Comment on attachment 186824 [details] Patch for landing? View in context: https://bugs.webkit.org/attachment.cgi?id=186824&action=review > Source/WebCore/ChangeLog:30 > + In an anonymous namespace, this patch adds two arrays containing the We don't use anonymous namespaces, because they make debugging harder (can't easily reference symbols in debugger command line), and also as a coding style matter for consistency with existing code. Constant global variables already have the right linkage in C++. > Source/WebCore/loader/cache/CachedResource.cpp:65 > +const char* const headersToIgnoreAfterRevalidation[] = { This is actual meaningful code for this file, I'd put it below WTF forward declaration. > Source/WebCore/loader/cache/CachedResource.cpp:108 > template<> struct SequenceMemoryInstrumentationTraits<WebCore::CachedResourceClient*> { I wonder why we have to forward declare something from WTF. This does not look safe. > Source/WebCore/loader/cache/CachedResource.cpp:790 > + // such headers to update the original request. To match Chromium's > + // network stack, we'll base this on the list defined by RFC2616 7.1, I'd phrase this a little differently. It's not a goal to match Chromium's network stack. We do that because we think that its behavior makes sense, not because it's critical to have the same list here and there.

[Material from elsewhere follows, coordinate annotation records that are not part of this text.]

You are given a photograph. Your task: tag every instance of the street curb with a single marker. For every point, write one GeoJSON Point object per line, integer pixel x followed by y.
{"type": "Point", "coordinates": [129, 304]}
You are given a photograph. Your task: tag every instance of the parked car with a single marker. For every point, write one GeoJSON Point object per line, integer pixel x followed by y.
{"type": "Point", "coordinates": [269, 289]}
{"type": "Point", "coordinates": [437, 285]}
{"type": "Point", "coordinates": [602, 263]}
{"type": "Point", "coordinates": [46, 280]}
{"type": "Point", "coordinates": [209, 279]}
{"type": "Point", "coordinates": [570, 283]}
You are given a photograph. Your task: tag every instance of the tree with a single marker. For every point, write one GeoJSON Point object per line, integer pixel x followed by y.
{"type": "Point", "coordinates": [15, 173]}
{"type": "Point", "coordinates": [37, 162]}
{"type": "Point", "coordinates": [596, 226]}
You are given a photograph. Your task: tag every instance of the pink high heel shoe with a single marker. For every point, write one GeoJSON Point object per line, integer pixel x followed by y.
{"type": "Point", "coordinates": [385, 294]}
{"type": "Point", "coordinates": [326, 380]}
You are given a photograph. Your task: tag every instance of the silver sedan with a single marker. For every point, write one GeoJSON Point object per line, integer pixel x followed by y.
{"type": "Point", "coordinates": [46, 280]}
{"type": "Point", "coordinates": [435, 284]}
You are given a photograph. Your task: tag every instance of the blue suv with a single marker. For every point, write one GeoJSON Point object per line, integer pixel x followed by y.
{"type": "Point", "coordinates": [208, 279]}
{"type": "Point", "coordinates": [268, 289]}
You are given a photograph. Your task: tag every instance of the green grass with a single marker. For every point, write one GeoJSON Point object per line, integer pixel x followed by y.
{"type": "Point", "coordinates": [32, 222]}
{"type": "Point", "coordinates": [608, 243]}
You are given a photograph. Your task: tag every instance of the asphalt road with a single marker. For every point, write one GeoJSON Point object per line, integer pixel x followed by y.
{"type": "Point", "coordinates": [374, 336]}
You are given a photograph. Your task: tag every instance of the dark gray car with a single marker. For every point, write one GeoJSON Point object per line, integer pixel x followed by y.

Created attachment 186892 [details] Patch
(In reply to comment #21) > (From update of attachment 186824 [details]) > View in context: https://bugs.webkit.org/attachment.cgi?id=186824&action=review > > > Source/WebCore/ChangeLog:30 > > + In an anonymous namespace, this patch adds two arrays containing the > > We don't use anonymous namespaces, because they make debugging harder (can't easily reference symbols in debugger command line), and also as a coding style matter for consistency with existing code. > > Constant global variables already have the right linkage in C++. Makes sense, thanks. > > Source/WebCore/loader/cache/CachedResource.cpp:790 > > + // such headers to update the original request. To match Chromium's > > + // network stack, we'll base this on the list defined by RFC2616 7.1, > > I'd phrase this a little differently. It's not a goal to match Chromium's network stack. We do that because we think that its behavior makes sense, not because it's critical to have the same list here and there. I've adjusted this comment to drop the reference to Chromium. The ChangeLog still refers to Chromium, but only in the context of referring to it as the source of this list. Thanks for taking another look.
Comment on attachment 186892 [details] Patch Looks good to me.
Comment on attachment 186892 [details] Patch Clearing flags on attachment: 186892 Committed r142068: <http://trac.webkit.org/changeset/142068>
All reviewed patches have been landed. Closing bug.